Outfielder Alex Kirilloff has been named the 2018 Sherry Robertson Award winner as the Twins Minor League Player of the Year and left-handed pitcher Lewis Thorpe has been named the 2018 Jim Rantz Award winner as the club’s Minor League Pitcher of the Year.

Kirilloff, 20, split the season between Single-A Cedar Rapids and Single-A Ft. Myers, combining to hit .348 (178-for-512) with 44 doubles, seven triples, 20 home runs and 101 RBI in 130 games. Thorpe, 22, split the season between Double-A Chattanooga and Triple-A Rochester, having a combined record of 8-7 with a 3.54 ERA. He pitched 129.2 innings and had 157 strikeouts, with opponents having a .250 batting average.

Wonder how many Timberwolves season ticket holders are unhappy after the organization increased prices and then franchise player Jimmy Butler announced last month he wants to be traded?

Former Vikings All-Pro defensive end Chris Doleman has glioblastoma, the same cancer that killed Arizona senator John McCain. Doleman, in a wheelchair, attended the September 29 tribute at U.S. Bank Stadium for Denny Green, his former coach.

Green’s widow, Marie, is a former flight attendant who is now operating partner of the Drybar hair shop in southern California, according to her Linkedin page.

It will be a difficult transition for Eric Kendricks if Anthony Barr isn’t with the Vikings next season. The two have been linebacker teammates at UCLA and with the Vikings (since 2015). Kendricks says of his friend, “that’s my boy,” but the Vikings might not have the financial flexibility (or desire) to sign his teammate who is a free agent after next season and was beaten on three touchdown passes Thursday night against the Rams.

Kendricks was asked last week about a future contract for Barr. “Honestly, I can’t make comment on that. I can just make comment on what kind of person he is and what kind of work ethic I see everyday. That’s all I have to judge off of him. I’ve been playing with Anthony for awhile now and (he’s) pushing me to do better, and that’s how it’s been.”

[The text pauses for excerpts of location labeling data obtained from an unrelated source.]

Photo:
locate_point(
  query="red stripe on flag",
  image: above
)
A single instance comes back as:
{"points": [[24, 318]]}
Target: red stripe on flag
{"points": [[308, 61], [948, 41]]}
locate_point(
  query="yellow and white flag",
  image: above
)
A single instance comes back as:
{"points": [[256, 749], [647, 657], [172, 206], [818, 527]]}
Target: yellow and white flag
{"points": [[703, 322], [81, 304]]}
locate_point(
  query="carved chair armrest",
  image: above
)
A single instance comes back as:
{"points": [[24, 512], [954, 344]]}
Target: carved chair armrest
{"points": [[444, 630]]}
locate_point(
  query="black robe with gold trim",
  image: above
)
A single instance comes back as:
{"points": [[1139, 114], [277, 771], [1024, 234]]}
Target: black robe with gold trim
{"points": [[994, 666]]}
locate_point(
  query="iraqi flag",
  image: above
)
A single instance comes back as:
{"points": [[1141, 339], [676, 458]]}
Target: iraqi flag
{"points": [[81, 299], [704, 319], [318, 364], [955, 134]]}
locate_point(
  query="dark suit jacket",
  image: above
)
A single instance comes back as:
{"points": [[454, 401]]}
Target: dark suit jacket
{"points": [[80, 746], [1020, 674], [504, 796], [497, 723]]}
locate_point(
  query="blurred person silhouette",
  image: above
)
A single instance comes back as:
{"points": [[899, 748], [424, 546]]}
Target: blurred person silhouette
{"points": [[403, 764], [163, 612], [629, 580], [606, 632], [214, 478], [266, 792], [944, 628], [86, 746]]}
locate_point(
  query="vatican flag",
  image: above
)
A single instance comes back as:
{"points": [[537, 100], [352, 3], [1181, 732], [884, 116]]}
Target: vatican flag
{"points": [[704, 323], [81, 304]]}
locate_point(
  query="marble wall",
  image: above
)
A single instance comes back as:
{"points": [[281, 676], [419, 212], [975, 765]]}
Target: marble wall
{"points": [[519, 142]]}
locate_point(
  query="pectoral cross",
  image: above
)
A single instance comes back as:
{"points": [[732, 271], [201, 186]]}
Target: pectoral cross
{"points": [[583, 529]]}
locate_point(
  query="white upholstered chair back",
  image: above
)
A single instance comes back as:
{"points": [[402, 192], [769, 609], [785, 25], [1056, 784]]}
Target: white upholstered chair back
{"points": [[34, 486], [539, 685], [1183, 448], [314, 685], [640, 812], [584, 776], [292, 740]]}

New Vikings kicker Dan Bailey is 30 years old and has been in the NFL since 2011 when he joined the Cowboys. In two games with the Vikings he is perfect on three field goal attempts and two extra points. “…I think I am hitting the ball just as well at this age as I was seven, eight years ago,” he said.

Condolences to family and friends of former Minnesota sportswriter Tony Swan, 78, who died last week. Tony spent much of his career in Michigan where he established a reputation as one of the preeminent automotive and motor sports journalists in the nation.